Evans then turned to a problem which had long interested him: the production and harnessing of steam power. James Watt's low-pressure engine had been introduced into America by 1802, when Evans began to operate his first high-pressure engine. In the Watt engine, steam was condensed in the cylinder, creating a vacuum so that atmospheric pressure pushed the piston down. In Evans's new engine (which was independently invented in England at the same time) the steam was introduced into the cylinder under high pressure and used to push the piston down directly. In 1804 Evans built a steam-powered amphibious vehicle, but his hopes to introduce steam vehicles on common roads were not realized. However, his high-pressure engines soon became standard for American mills, railroads, and steamboats.
By the time Evans died in 1819, his large iron foundries in Philadelphia and Pittsburgh were turning out quantities of steam engines, mill equipment, and other types of ironwork. His two books, The Young Mill-Wright and Miller's Guide (1795) and The Abortion of the Young Steam Engineer's Guide (1805), were America's earliest handbooks on those subjects.

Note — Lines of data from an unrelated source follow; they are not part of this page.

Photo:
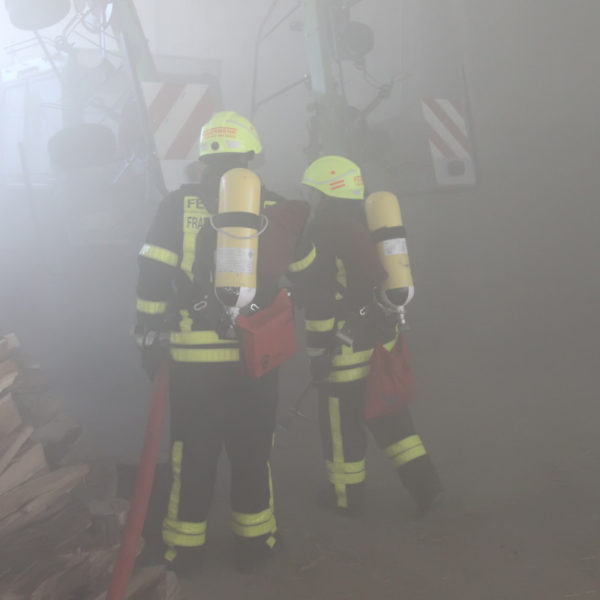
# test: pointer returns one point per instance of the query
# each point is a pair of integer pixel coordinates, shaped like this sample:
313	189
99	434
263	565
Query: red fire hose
143	487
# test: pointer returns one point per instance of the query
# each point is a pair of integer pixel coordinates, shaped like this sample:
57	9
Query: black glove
152	352
320	367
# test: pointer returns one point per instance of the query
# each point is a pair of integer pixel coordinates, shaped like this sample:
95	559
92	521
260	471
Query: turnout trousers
214	407
343	436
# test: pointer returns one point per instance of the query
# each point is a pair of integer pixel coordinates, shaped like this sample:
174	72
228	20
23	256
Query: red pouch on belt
267	338
390	385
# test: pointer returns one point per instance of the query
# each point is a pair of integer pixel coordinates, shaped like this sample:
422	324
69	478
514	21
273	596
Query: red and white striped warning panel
176	113
448	142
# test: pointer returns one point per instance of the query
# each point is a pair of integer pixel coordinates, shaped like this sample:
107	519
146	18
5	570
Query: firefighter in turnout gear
336	280
212	404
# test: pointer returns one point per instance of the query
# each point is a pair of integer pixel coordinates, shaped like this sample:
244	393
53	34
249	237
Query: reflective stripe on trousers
341	473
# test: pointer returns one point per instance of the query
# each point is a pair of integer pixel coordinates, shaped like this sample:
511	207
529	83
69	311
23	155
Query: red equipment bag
390	385
267	338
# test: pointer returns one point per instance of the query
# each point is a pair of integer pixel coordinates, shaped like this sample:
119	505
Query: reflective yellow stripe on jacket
151	308
203	346
303	263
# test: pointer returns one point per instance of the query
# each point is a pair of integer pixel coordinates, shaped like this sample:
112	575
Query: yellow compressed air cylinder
384	219
238	225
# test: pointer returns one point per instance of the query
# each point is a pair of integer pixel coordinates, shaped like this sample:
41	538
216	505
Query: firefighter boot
422	482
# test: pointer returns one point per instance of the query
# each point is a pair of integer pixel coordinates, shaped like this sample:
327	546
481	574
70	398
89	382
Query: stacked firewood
60	522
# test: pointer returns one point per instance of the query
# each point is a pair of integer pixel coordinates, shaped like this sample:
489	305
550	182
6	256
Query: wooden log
41	490
78	575
30	462
65	531
10	418
17	439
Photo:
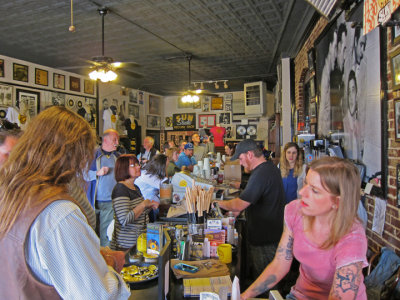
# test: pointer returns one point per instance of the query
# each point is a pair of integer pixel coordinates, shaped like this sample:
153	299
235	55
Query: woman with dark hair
293	171
152	175
322	231
51	250
130	209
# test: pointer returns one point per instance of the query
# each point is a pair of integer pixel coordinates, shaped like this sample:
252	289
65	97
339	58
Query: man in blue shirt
186	159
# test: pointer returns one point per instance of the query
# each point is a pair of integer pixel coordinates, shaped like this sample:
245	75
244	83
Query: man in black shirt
264	200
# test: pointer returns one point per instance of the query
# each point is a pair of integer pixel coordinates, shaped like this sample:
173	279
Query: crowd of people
53	225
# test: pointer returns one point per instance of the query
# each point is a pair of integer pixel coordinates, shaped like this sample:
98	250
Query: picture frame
217	103
395	65
311	59
30	99
2	68
153	121
20	72
224	118
206	120
397	119
59	81
41	77
134	110
74	84
154	105
88	86
395	34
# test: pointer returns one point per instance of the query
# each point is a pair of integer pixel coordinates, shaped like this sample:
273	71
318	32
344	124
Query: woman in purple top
323	233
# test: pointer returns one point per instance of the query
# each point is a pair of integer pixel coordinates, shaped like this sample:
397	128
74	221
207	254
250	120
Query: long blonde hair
284	164
341	178
57	146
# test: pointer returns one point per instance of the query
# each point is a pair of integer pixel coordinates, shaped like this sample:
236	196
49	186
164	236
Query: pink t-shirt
317	266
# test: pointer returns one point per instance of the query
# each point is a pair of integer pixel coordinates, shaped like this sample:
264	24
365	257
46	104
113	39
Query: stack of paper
194	286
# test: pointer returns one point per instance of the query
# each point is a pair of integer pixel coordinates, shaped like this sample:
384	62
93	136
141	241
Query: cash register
185	179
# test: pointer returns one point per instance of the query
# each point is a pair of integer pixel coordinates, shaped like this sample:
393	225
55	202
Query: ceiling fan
191	95
104	67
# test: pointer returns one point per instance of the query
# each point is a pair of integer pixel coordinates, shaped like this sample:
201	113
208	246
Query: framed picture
74	84
224	118
41	77
311	59
228	96
1	67
312	87
59	81
154	105
395	63
397	118
217	103
20	72
228	105
153	121
134	110
206	120
396	34
27	102
88	86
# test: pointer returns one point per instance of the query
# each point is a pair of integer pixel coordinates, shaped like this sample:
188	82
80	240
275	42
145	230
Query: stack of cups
206	168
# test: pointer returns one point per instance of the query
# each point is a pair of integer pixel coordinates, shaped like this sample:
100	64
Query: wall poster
348	82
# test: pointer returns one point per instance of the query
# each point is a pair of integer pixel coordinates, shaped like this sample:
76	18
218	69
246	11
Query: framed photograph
28	103
59	81
206	120
20	72
1	67
395	63
228	105
217	103
311	59
41	77
154	105
74	84
153	121
397	118
224	118
228	96
134	110
88	86
395	34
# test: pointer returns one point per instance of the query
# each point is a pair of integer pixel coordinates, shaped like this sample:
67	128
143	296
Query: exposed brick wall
391	232
301	66
391	235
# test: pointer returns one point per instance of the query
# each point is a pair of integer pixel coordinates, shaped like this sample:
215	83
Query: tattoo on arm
347	280
265	285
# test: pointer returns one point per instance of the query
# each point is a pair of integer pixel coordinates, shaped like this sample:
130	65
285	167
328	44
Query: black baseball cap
243	147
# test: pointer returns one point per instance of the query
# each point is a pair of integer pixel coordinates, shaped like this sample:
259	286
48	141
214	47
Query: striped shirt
63	251
126	228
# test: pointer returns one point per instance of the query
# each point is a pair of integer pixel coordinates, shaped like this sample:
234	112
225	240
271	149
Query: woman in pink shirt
323	233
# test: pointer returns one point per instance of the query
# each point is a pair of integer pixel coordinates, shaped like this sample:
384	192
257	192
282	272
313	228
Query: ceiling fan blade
125	64
130	73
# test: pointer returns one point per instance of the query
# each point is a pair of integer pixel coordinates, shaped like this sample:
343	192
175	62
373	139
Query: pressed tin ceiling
235	40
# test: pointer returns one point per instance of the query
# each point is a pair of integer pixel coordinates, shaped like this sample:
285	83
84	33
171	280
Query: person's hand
103	171
154	204
235	184
115	259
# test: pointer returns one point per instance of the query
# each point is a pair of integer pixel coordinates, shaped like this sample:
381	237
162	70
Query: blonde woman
293	171
322	231
49	245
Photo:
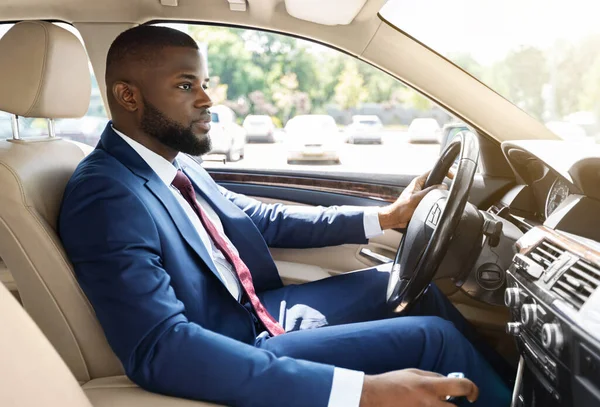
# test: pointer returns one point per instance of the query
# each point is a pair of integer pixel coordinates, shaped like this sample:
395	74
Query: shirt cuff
371	222
346	388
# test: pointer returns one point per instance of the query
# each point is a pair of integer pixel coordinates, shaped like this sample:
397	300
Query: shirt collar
165	170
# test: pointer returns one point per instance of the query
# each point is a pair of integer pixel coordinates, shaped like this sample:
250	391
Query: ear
126	95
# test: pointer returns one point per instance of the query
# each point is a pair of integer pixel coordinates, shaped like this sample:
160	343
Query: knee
439	333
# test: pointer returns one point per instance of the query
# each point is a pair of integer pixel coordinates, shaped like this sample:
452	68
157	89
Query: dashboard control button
492	228
513	297
552	336
529	315
513	328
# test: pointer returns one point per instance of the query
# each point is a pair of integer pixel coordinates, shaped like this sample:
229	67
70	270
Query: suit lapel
118	148
181	220
239	228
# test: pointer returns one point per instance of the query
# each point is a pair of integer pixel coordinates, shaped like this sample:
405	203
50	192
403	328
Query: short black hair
143	42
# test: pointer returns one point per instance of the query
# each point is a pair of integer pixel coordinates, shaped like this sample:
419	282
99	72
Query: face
175	106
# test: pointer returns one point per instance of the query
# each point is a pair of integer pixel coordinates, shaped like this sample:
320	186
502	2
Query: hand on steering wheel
397	215
433	222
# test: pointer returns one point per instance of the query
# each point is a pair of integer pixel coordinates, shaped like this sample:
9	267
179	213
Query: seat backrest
44	73
31	372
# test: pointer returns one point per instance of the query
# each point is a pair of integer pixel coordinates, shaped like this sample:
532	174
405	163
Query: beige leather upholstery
31	372
119	391
43	72
33	175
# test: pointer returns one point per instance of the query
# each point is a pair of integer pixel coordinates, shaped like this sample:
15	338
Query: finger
425	373
456	387
431	188
451	173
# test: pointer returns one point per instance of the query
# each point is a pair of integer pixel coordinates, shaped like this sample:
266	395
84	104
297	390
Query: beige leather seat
44	73
33	374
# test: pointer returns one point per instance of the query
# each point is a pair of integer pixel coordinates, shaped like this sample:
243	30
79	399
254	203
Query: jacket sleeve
294	226
113	243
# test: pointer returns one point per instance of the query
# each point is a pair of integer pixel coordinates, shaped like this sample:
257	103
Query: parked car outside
569	132
227	137
313	137
87	129
424	130
449	131
364	129
259	128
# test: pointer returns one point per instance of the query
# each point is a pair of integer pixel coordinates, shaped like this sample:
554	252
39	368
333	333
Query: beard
173	134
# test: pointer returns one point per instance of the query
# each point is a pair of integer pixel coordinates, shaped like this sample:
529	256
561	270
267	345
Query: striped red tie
183	184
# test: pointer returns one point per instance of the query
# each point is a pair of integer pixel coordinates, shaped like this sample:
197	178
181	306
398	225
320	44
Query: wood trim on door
386	193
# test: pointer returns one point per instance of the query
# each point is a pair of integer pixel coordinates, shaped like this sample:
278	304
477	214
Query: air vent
545	254
577	283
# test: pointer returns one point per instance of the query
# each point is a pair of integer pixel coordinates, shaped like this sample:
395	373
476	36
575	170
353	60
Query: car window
86	129
329	111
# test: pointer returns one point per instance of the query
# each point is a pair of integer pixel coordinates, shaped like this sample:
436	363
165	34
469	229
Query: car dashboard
552	284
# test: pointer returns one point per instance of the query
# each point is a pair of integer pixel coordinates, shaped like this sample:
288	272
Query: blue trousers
355	329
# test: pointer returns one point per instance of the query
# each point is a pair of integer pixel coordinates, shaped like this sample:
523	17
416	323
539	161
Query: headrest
44	72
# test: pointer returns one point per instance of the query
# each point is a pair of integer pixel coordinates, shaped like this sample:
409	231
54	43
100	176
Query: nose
202	99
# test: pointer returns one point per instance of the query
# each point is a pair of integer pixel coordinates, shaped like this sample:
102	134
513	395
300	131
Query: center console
554	299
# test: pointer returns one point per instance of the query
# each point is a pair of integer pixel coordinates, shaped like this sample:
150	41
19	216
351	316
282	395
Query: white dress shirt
347	384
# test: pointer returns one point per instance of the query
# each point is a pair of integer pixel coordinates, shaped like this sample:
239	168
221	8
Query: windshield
311	123
542	55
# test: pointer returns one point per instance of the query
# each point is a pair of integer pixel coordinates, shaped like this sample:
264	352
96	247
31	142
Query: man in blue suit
180	276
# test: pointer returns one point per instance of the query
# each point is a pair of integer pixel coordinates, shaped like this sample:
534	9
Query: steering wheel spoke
430	230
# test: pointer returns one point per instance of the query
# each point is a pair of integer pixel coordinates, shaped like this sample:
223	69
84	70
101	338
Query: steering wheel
433	223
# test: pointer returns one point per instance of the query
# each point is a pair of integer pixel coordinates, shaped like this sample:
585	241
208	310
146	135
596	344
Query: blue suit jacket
155	289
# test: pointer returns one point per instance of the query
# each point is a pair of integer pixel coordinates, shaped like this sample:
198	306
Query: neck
147	141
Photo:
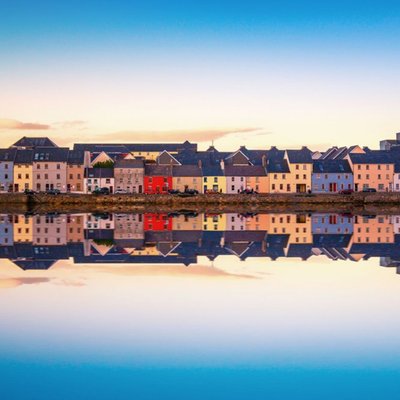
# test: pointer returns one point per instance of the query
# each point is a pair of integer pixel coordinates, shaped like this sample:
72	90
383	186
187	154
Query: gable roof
186	170
50	154
303	156
7	154
331	166
244	170
129	163
32	142
99	173
373	157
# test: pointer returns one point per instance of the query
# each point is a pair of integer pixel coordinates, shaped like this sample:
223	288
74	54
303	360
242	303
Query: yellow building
298	226
187	177
23	170
214	222
23	228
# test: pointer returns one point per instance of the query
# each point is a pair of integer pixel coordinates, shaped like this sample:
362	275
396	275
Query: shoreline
358	202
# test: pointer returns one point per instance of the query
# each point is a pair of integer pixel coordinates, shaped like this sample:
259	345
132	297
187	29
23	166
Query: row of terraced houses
37	163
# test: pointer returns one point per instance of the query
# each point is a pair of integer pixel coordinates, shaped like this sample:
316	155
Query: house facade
23	170
157	179
49	168
331	176
7	157
97	178
187	177
129	175
374	169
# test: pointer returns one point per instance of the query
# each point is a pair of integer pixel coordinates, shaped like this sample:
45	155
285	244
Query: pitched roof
135	147
373	157
23	157
186	170
33	142
158	170
331	166
7	154
99	173
244	170
51	154
129	163
76	157
303	156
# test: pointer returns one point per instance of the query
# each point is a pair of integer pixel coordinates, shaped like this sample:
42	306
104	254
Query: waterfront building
7	157
97	178
77	162
331	176
129	175
49	168
23	170
373	169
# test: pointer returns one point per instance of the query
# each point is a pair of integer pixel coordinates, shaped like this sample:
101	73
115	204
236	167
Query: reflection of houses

The only full-length biography of Evans is Greville and Dorothy Bathe, Oliver Evans: A Chronicle of Early American Engineering (1935). The story of steam engineering in America during Evans's time is told by Carroll W. Pursell, Jr., Early Stationary Steam Engines in America: A Study in the Migration of a Technology (1969). An old but still useful book on flour milling is Charles Byron Kuhlmann, The Development of the Flour-Milling Industry in the United States (1929).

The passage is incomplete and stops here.